Birinci
Bölüm
Gece her şeyi gizleyemez…
Karanlık odada hüküm süren ölüm
sessizliğini bozan tek ses, salondaki büyük akvaryumun rutinleşmiş çalışma
gürültüsüydü. Gündüz duyulması zor olan akvaryumun sesi; gecenin bu derin
sessizliğinde, kulağı rahatsız ederdi. Tabi evde, şu anda duyabilen canlı birine
ait bir çift kulak olsaydı…
Daire, dışarıdan bakıldığında; şık bir
balkon kapısı ve perdelerle örtülü geniş pencerelere sahip gayet normal bir
kattı. Ama gerçekte, içeriden sağlam tuğlalarla sıkı sıkıya örülmüştü ve yatak
odasının tüm duvarları, bir mezar kadar sağlamdı. Sahte balkon kalıntısının
karşısında, geniş ve alçak bir yatağın üstünde insan biçiminde bir yükselti,
hareketsizce yatıyordu. Gece mavisi satenler, ayakucundan başlayarak yavaşça
hareketlendi ve yataktaki varlık, yılan gibi kıvrıldı. Çarşafın içindeki,
örtüyü başının üstüne kadar çekmişti. Saklandığı şeyin, bu odaya girme
ihtimalinin olmadığını bilmesine rağmen bu tuhaf, eski bir alışkanlıktı.

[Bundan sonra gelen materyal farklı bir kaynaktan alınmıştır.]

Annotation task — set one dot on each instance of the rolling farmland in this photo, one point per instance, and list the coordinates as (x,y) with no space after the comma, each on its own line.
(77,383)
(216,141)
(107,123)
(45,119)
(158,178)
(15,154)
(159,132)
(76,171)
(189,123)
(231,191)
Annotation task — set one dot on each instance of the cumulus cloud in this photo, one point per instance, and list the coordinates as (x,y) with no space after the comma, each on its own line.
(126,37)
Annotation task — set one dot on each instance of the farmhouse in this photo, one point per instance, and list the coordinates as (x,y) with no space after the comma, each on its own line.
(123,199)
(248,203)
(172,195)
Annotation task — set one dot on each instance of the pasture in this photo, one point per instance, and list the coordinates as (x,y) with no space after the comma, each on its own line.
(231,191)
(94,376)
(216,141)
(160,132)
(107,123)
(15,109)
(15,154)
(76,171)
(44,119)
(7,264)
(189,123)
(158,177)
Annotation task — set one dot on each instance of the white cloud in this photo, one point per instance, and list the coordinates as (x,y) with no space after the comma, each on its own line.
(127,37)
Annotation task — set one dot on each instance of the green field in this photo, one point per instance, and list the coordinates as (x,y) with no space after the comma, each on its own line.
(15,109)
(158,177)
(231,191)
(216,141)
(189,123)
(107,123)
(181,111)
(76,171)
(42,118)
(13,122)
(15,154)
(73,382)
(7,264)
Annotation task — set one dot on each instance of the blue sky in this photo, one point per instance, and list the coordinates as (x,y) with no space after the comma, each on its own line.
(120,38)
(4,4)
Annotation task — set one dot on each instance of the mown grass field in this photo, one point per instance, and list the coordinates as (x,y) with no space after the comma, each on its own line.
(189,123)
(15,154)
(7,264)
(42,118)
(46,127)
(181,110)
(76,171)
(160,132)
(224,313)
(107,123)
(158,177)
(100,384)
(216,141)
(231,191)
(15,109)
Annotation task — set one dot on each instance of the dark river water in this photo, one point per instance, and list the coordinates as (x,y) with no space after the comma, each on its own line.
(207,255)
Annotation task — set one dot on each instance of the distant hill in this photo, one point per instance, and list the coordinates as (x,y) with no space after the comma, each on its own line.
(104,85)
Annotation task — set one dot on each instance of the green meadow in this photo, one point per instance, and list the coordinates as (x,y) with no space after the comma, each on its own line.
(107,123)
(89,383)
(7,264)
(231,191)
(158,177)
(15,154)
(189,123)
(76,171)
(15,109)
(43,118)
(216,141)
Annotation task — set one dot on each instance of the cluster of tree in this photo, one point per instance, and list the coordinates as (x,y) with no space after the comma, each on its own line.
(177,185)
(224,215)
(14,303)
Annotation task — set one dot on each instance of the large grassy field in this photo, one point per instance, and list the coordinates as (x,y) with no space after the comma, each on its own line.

Yatağın içindeki bir an durakladı ve
ardından hızla doğruldu. İnce saten, dağınık saçlarını meydana çıkararak
üstünden kaydı. Yeni uykudan uyanmıştı ama hiç mahmurluk sezilmeyen mekanik
hareketlerle yataktan bacaklarını sarkıtarak ayağa kalktı. Çıplak ayakları yere
basınca, insani ilk hareketini yaptı ve tembelce gerindi. Karmaşık saçlarını düzeltmeye
hiç yeltenmeden banyoya doğru yürüdü ve on dakika sonra çıktığında üzerinde
sadece incecik kısa bir bornoz vardı. Siyah tahta zemine, ıslak saçlarından
sular damlatarak duvara yapışık, büyük boy aynasına doğru yürüdü ve ayna
çerçevesinin kenarındaki küçük çıkıntıya işaret parmağını geçirerek hafifçe
ittirdi.
Ayna, kolayca yana kaydı ve devasa
aynanın ardında bir oda belirdi. Tembel adımlarla, diğer odaya geçti. Elinde
nemli bornozla, ayna kapılı odadan çıktığında üzerinde kolsuz siyah bir tişört
ve aynı renkte rahat bir pantolon vardı. Nemli bornozu, banyoya bırakıp salona
geçti. Salonun dörtte birini kaplayan büyük akvaryumdaki balıkları kontrol
etti. Rengârenk balıkları yemledikten sonra balkona doğru yürüdü. Kalın
perdeleri, duvardaki bağlantısından çekip balkonun hiçbir zaman kilitli olmayan
kapısını açtı. Oturduğu apartmanın beş katlı olması; çevredeki en yakın
yerleşim yerinin otuz kilometre mesafede olması ve bu mevsimde sitede oturan
ondan başka birinin olmaması kapıyı kilitlememesinin bir nedeni değildi. Çünkü
güneş battıktan sonra asıl tehlike dışarıda değil, içerideydi. Bu yüzden onun,
dairesine giren şaşkın bir hırsızdan korkmasına hiç gerek yoktu.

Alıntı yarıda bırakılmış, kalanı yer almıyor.